O Presidente do Governo dos Açores, José Manuel Bolieiro, visitou esta terça‑feira a ilha do Faial acompanhado pelo Ministro da Educação, Ciência e Inovação, Fernando Alexandre, para aprofundar o conhecimento sobre as capacidades científicas da Região e destacar o papel estratégico dos Açores no Atlântico, segundo nota de imprensa da Presidência do Governo Regional.
O Presidente do Governo dos Açores, José Manuel Bolieiro, esteve esta terça‑feira no Faial, na continuidade do roteiro de ciência e inovação iniciado na passada sexta‑feira em São Miguel e que incluiu igualmente uma passagem por Santa Maria. De acordo com a nota de imprensa divulgada pela Presidência do Governo Regional, a deslocação teve como objetivo reforçar o conhecimento sobre as capacidades científicas e tecnológicas instaladas no arquipélago, bem como sublinhar o potencial estratégico dos Açores no contexto do mar e da projeção atlântica de Portugal.
No Faial, a agenda centrou‑se no domínio do mar, começando com uma visita ao Instituto OKEANOS, da Universidade dos Açores, dedicada à investigação em ciências marinhas. Seguiu‑se uma deslocação à obra do Tecnopolo – MARTEC, infraestrutura em desenvolvimento que pretende reforçar a ligação entre investigação, inovação e economia do mar. O programa incluiu ainda um ‘briefing’ do Secretário Regional do Mar e das Pescas, Mário Rui Pinho, sobre “Questões Tecnológicas do Mar”, com enfoque nos desafios e oportunidades do setor.

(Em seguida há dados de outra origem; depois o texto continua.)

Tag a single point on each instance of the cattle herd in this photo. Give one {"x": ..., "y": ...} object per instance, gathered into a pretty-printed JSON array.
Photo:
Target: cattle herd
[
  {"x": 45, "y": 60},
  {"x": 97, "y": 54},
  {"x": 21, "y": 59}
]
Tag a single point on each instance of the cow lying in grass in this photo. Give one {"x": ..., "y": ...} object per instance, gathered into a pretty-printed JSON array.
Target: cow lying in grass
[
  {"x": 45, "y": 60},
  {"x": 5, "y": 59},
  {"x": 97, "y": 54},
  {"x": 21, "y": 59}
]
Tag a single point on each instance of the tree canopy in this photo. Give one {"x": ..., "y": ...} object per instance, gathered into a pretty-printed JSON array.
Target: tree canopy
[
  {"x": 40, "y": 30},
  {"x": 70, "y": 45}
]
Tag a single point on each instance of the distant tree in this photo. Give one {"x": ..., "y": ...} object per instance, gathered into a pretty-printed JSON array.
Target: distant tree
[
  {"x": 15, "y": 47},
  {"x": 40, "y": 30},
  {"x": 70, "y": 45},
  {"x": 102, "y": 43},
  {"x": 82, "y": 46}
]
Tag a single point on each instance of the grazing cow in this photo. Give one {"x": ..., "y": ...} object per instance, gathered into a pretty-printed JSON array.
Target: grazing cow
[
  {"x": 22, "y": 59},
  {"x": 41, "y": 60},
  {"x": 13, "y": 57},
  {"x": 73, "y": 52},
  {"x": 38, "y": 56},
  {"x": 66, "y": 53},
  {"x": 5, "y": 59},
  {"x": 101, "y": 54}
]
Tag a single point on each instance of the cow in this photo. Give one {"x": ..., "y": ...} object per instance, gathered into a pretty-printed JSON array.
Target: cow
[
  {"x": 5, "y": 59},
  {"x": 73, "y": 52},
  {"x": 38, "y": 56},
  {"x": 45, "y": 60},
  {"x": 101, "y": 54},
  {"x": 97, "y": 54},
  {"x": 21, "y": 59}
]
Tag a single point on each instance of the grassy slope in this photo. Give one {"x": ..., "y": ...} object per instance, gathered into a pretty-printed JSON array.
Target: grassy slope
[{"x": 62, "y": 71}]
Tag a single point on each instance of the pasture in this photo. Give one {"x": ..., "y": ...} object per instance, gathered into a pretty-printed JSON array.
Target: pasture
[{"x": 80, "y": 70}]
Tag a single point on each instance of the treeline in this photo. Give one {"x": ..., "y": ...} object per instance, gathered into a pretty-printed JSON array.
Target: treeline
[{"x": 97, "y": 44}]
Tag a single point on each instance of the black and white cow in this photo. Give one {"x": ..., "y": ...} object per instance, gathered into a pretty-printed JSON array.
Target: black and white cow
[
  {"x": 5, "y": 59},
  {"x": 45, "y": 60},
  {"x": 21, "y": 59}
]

Estas iniciativas inserem‑se num investimento estratégico apoiado pelo Plano de Recuperação e Resiliência (PRR), através da componente C10‑i04‑RAA – Desenvolvimento do “Cluster do Mar dos Açores”, que representa um apoio financeiro de 48,1 milhões de euros. O investimento visa reforçar infraestruturas científicas fixas e móveis para investigação marinha, num território marcado pela dispersão geográfica, pela vasta Zona Económica Exclusiva e pelo afastamento dos grandes centros de investigação continentais.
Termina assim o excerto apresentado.